Categories
Dream Journal

Spanish as Music or Buildings

Spanish words collected like a discography, arranged into albums and made into playlists. Specifically to me this is a series of midcentury British light jazz called “Test Card Music” (a series which sounds like a genre itself). The cover colors are colorful and abstract. There’s even more series that fit the same easy listening purpose, but I think it was only this series.

There are earlier dreams, when I woke early and couldn’t get back to sleep, where Spanish words appeared on the landings and interiors of buildings. I moved around freely like a drone or a free-floating camera.

Categories
Dream Journal

Singular Standing Dream, Dad’s Casserole

A marathon of a first dream that seems to last most of the night. Yet little of it is remembered… as so little seemed to happen. My crush and I stand next to a program guide — this is the main image. We simply stand there, still, static.

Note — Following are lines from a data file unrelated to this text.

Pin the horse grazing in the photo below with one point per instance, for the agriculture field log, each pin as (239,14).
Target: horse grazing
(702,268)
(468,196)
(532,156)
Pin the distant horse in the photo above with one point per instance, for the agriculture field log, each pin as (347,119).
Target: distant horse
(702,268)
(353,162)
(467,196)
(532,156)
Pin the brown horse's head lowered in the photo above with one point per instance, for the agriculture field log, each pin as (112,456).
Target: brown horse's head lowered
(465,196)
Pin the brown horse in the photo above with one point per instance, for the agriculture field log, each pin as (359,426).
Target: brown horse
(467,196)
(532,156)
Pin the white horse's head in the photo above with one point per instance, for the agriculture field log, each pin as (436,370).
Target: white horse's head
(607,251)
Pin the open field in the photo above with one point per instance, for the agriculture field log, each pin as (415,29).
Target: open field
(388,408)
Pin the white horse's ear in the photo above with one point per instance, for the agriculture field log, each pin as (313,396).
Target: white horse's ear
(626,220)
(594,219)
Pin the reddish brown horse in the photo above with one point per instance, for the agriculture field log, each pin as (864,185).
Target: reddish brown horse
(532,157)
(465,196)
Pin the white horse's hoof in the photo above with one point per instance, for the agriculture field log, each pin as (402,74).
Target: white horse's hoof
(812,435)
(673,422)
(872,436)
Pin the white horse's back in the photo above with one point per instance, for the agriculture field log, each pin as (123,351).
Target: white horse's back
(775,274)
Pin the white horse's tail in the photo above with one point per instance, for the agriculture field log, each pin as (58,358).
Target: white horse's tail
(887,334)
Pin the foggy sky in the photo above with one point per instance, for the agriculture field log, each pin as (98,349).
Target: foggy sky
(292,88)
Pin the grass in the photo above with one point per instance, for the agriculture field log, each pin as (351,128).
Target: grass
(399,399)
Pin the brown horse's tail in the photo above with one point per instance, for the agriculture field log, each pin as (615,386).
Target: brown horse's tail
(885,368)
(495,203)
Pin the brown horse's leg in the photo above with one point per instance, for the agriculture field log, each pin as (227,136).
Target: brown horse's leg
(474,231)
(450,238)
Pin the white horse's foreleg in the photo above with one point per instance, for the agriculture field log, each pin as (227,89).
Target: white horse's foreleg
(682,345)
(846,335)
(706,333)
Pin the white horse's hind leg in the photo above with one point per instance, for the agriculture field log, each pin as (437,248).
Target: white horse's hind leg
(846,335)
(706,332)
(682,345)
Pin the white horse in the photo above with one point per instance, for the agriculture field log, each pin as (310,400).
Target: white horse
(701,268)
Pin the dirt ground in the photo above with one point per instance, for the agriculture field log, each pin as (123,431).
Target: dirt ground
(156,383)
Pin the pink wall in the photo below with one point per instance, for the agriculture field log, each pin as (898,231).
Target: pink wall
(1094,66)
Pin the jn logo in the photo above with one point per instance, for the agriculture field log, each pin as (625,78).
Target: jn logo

As the dream deteriorates into wakefulness, I ride a bike around a specific blind corner in my neighborhood (the crosswalk at Potrero and Cesar Chavez). In the instant I round the corner I imagine threading my trajectory between a former crush and new crush, one oncoming and one outgoing. I wake up and realize I’ve had the strange experience of sleeping nearly 8 hours dreaming basically a single scene.


I go back to sleep wishing to gather more dreams. Not the worst excuse, I suppose.

Visiting my childhood home after a long hiatus, where my dad still lives. I notice the house’s original CRT TVs are mostly gone. When I ask about this my dad says they tended to get cracked from falling forward onto the ground, since their design was off-balance. Eating some of my dad’s
hastily prepared food at the kitchen bar (maybe Cheez-It casserole?) I find a hair embedded through it. I make a conscious effort not to worry about it. My dad puts on an 8tracks playlist he made through tinny computer speakers. I help by casting it to the living room speakers too — they coincidentally sync together on the first try, no trouble. My wife mentions she’s hungry so I offer her the casserole. She tries it but finds the hair right away and can’t eat it. Because of the hair. Guess I can’t blame her.

It dawns on me that the amount of males and females living in our apartment building has always remained constant. Whether this is intentional or not I couldn’t guess. But I do note this was true until a pair of kids move next door not long ago. They are, curiously enough, a boy and a girl.